Due to the folding of the cortical surface, neighboring voxels in MEG maps will have very different activation values and opposite sides of sulci will have opposite signs (in the case of orientation constrained reconstruction). Thus, when working on MEG orientation-constrained cortical maps, you should never smooth the signed data because neighboring strong positive and negative values will jointly become zero. You should only smooth absolute value maps or power maps.

MEG has a highly non-isotropic spatial resolution, with a resolution kernel often extending several sulci. Each subject has different anatomy and thus totally different non-isotropic spatial resolution. Aiming to achieve a uniform spatial resolution across subjects by smoothing is a lost cause.

I highly recommend you always spatially smooth MEG data for inter-subject studies, to compensate for the signal difference between the banks and fundi of sulci (tangential sources are strong, radial sources are nearly zero).

I also recommend you smooth your MEG data at the level of individual cortical anatomy, thus before inter-subject registration. Your smoothness will have physical meaning (FWHM on cortex) and will be consistent across subjects. On the other hand, when you register one cortex to another, a large cortical area can map to a small one and vice versa, gyri can map to sulci, and so on. Smoothing results will highly depend on registration in an unstructured and subject-specific way. For example, if radial sources expand, you will have a broader area with zero signal, which may not be recovered with spatial smoothing.

Best,
Dimitrios

Thank you for your reply and detailed discussion on why smoothing is important. It sounds like we are basically in agreement about the purpose and importance of smoothing. However, I’m not really sure if there is a final solution to this question yet (or even if there is a general answer possible).

It sounds like you’re advocating for smoothing on the individual subject’s anatomy in all cases. This would prevent the smoothing kernel from being warped by the projection process and therefore the smoothing parameters will be directly related to spatial measurements on the individual subject. This is sensible. However, it seems like the opposite would also make sense: smoothing AFTER projection would ensure smoothing parameters are directly related to the spatial measurements of the [I]template[/I] brain.

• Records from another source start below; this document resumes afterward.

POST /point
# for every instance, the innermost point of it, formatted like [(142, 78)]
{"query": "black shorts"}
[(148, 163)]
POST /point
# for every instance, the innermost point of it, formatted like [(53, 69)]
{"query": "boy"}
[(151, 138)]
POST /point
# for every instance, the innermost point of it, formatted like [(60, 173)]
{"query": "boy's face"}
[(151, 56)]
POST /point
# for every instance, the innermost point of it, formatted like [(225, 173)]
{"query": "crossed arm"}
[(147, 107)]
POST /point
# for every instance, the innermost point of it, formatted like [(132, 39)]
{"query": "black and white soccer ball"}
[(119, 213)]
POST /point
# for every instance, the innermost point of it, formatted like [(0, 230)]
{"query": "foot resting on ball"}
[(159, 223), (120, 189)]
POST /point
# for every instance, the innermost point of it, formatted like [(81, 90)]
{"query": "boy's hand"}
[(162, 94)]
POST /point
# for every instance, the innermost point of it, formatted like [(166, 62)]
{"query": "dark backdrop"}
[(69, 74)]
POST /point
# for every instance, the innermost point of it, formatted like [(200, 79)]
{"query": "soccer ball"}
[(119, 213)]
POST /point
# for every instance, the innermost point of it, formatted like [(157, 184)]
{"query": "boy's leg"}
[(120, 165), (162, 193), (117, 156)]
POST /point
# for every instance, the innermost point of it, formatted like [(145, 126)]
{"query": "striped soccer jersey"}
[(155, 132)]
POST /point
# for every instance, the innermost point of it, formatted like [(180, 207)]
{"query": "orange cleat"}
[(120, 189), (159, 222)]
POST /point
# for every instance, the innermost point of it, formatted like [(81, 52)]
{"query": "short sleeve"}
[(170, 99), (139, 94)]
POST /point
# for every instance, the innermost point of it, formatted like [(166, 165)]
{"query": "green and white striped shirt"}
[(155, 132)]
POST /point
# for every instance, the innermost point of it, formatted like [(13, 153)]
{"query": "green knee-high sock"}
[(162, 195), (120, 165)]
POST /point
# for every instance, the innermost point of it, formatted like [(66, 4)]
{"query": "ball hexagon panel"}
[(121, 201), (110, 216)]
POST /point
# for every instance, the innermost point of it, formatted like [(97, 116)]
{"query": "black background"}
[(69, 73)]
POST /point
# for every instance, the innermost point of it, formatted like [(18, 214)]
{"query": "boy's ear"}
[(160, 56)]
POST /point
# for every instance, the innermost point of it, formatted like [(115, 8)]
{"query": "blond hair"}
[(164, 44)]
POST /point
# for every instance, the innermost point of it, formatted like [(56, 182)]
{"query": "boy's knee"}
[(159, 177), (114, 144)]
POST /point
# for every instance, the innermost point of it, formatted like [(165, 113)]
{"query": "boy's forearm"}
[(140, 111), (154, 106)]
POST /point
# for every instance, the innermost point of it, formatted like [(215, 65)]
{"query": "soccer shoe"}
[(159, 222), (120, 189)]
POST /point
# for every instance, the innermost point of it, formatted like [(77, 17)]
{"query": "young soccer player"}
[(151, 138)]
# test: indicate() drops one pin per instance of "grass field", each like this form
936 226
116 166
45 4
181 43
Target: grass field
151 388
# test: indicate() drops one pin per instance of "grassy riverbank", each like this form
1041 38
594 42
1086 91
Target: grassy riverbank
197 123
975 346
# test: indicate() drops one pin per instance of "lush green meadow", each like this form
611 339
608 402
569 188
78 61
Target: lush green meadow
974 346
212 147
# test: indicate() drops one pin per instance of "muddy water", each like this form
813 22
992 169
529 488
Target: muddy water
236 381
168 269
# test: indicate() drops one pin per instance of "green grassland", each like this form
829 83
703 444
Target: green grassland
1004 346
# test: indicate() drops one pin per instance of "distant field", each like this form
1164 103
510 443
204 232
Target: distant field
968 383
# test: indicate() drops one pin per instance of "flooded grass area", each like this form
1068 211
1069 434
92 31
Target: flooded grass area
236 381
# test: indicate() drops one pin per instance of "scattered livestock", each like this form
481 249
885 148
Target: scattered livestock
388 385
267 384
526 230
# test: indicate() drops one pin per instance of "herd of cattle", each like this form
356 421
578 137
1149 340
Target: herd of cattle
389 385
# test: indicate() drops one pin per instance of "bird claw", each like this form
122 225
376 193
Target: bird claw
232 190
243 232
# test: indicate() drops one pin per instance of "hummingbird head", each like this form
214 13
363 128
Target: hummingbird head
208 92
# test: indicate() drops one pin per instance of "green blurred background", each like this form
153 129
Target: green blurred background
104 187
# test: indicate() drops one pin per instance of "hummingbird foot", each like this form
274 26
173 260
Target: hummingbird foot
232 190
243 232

I’m still left with the same conclusion I had before: if the point is to ensure the subjects lineup better, then smoothing at the template-level would make more sense so that the smoothing is consistent across subjects (as done in fMRI). However, if the point is to smooth the data to increase the SNR of the signal, then smoothing at the individual subject-level makes more sense. However, I’m still not sure smoothing to improve SNR is valid in MEG as it is in fMRI.

Thanks again for having this discussion.